As much as the ACPAD device is cool and everything, the story behind its creation can actually change your life if you are open to get inspired. I found the full story while searching for ACPAD music on youtube. Here it is. A great example of how some people succeed to turn their dreams into reality just by asking the right, the better questions.

Needless to say, I went back to my hotel animated by a strong desire to play a bigger game in life.

Day 2

Early breakfast at Britzer hotel. A breakfast included in the price of the room 🙂 And you know that feeling when a meal is INCLUDED!!! A feeling of pure unaltered joy in front of the all-you-can-eat buffet. Old, wrinkly, tomatoes on the brink of retirement? Bring it on! Canned fish since the time your grandmother was a virgin! Bring it on! Insect sandwiches? Bring it on! Because it’s.. INCLUDED!!! I looked around and sat at a table near the friendliest person in the room: a fish!

And against all odds, I got out of there alive and kicking eager to explore Neukölln. Oh, yes, I am going to see Schillerpromenade and Tempelhof Field and Horseshoe and Britzer Garden and Richardplatz and Klunkerkranich and…and..

But first let’s relax a little. What’s the hurry? I called a cab and took refugee in a popular tiny little café: Two and Two on Pannierstrasse, no 6.

It’s a French café with a Japanese touch. That means the French cheese sandwiches are so challeging for the nose that you might consider a harakiri. No, not really, they just give you a Samurai sword as cuttlery.

I ordered a salmon sandwich and it was brought wrapped up in a very minimalistic kimono: a thin rope. Arguably one of the sexiest salmon sandwhiches I have ever eaten. Really delicious.

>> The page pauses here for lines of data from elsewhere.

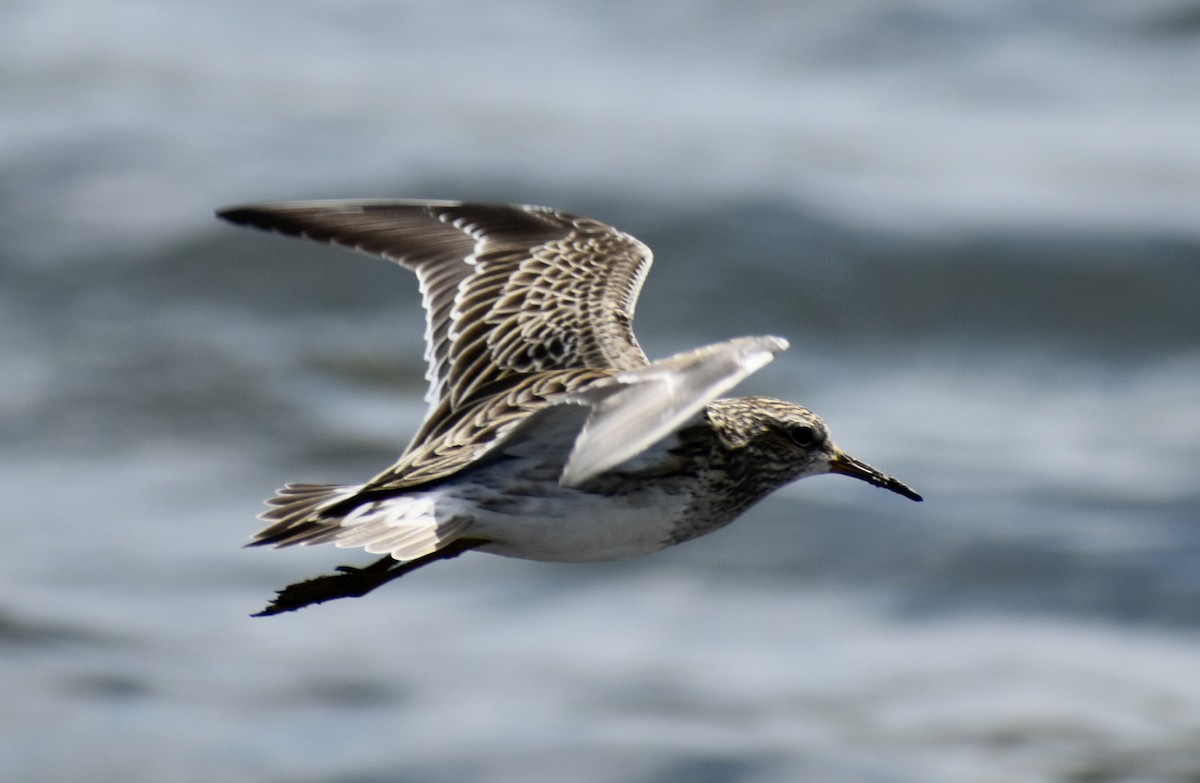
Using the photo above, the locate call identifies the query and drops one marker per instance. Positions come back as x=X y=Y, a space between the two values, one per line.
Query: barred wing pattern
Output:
x=507 y=290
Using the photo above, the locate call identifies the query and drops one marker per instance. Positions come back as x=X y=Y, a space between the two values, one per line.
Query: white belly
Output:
x=574 y=526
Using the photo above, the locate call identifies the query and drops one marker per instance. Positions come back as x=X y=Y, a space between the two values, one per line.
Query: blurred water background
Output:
x=977 y=221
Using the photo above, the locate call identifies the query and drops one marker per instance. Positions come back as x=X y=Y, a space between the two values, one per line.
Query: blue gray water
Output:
x=976 y=221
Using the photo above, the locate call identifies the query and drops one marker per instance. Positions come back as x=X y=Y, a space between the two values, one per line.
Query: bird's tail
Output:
x=403 y=525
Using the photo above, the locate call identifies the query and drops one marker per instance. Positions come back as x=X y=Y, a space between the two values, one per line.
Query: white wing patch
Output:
x=405 y=526
x=640 y=407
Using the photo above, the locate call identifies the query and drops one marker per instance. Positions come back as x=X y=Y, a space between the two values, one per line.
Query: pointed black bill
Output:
x=847 y=465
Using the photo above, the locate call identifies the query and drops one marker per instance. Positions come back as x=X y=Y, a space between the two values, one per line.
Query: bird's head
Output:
x=785 y=442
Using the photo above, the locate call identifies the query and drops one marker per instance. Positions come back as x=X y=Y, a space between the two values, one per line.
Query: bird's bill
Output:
x=847 y=465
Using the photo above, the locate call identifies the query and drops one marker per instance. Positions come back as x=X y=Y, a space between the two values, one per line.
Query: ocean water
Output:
x=977 y=223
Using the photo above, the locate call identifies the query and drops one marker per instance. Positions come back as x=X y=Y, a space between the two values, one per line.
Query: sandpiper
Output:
x=550 y=435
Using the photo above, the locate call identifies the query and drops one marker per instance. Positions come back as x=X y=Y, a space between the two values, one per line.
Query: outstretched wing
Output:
x=507 y=290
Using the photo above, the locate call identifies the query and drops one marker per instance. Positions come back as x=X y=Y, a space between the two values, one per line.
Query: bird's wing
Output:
x=587 y=420
x=507 y=290
x=583 y=422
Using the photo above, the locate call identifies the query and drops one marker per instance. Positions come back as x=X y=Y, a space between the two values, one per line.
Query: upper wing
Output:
x=507 y=290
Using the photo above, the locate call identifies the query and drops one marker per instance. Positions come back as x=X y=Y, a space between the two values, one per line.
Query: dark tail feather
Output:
x=353 y=583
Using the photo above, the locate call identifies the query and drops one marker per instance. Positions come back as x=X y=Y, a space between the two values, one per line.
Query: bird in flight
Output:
x=550 y=435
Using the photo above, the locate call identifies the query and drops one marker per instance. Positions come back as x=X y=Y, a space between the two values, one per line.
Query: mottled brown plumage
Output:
x=550 y=435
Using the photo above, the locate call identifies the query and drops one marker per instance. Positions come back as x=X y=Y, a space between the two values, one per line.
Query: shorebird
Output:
x=550 y=435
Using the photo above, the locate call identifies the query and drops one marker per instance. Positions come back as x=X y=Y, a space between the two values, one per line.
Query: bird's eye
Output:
x=803 y=435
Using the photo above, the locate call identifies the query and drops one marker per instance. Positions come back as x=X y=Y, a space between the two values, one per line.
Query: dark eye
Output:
x=803 y=435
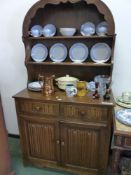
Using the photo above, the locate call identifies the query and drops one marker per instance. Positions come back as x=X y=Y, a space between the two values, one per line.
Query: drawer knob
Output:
x=37 y=108
x=62 y=143
x=82 y=113
x=57 y=142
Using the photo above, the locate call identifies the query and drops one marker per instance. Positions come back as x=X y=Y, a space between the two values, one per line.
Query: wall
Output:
x=13 y=74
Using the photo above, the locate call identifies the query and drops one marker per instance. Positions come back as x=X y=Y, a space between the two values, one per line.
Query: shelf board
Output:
x=71 y=37
x=90 y=64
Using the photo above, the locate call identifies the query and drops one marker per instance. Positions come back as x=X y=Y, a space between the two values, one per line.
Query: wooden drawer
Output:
x=127 y=142
x=84 y=112
x=34 y=107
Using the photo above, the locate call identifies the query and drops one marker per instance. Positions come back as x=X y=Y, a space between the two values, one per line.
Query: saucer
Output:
x=121 y=103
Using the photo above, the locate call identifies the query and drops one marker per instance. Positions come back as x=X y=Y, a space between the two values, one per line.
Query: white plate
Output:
x=58 y=52
x=102 y=28
x=124 y=116
x=49 y=30
x=78 y=52
x=100 y=53
x=39 y=52
x=87 y=29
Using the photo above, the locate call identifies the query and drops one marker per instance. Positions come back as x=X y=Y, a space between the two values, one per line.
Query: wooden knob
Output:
x=57 y=142
x=83 y=113
x=37 y=108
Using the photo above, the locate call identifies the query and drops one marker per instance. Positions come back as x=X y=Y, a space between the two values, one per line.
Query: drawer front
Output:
x=86 y=113
x=118 y=140
x=127 y=143
x=35 y=107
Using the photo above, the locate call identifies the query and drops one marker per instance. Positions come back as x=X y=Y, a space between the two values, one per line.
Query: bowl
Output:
x=49 y=30
x=36 y=31
x=126 y=96
x=67 y=31
x=63 y=81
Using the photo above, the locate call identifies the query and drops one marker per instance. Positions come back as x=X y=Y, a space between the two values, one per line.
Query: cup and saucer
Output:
x=124 y=100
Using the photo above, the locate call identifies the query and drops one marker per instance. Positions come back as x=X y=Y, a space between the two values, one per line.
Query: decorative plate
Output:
x=100 y=53
x=78 y=52
x=39 y=52
x=87 y=29
x=102 y=28
x=58 y=52
x=35 y=86
x=49 y=30
x=124 y=116
x=117 y=100
x=123 y=101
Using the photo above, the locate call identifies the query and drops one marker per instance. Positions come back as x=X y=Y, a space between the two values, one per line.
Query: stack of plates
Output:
x=124 y=116
x=35 y=86
x=121 y=102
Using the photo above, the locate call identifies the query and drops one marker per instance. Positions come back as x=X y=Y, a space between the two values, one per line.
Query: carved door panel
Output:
x=40 y=138
x=84 y=146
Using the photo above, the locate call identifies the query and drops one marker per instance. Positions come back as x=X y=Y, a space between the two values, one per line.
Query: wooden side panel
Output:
x=84 y=147
x=40 y=139
x=80 y=146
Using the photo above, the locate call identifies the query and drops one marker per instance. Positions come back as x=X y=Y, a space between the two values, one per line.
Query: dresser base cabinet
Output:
x=75 y=141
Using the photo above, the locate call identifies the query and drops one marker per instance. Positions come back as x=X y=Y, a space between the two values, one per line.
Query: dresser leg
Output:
x=115 y=162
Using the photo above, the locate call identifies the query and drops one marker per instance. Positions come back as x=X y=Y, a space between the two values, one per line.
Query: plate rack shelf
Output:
x=70 y=134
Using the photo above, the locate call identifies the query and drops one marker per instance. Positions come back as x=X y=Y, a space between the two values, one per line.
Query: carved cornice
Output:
x=102 y=8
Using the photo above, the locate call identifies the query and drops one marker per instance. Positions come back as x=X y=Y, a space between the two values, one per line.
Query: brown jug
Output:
x=47 y=84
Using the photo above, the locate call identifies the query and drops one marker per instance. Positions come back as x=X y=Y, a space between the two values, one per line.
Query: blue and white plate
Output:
x=87 y=29
x=49 y=30
x=39 y=52
x=124 y=116
x=78 y=53
x=102 y=28
x=58 y=52
x=100 y=53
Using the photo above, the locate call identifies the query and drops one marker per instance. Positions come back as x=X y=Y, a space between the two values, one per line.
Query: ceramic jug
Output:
x=47 y=84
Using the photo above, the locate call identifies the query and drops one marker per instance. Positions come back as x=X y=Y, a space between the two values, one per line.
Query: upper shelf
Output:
x=68 y=13
x=72 y=37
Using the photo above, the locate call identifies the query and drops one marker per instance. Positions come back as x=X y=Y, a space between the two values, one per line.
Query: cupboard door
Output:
x=40 y=138
x=84 y=146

And while I was chewing it dilligently, my eyes fell on a big picture on the wall. And that was it ! I couldn’t take my eyes back. I started a long diplomatic negotiation process with my eyes trying to get them out of there peacefully. C’mon, let’s go, we have other things to see. The Horseshoe, remember? The Schiller’s Donkey..No effect.

For hours on end my eyes remained riveted on that photo because it helped me finally understand the meaning of life.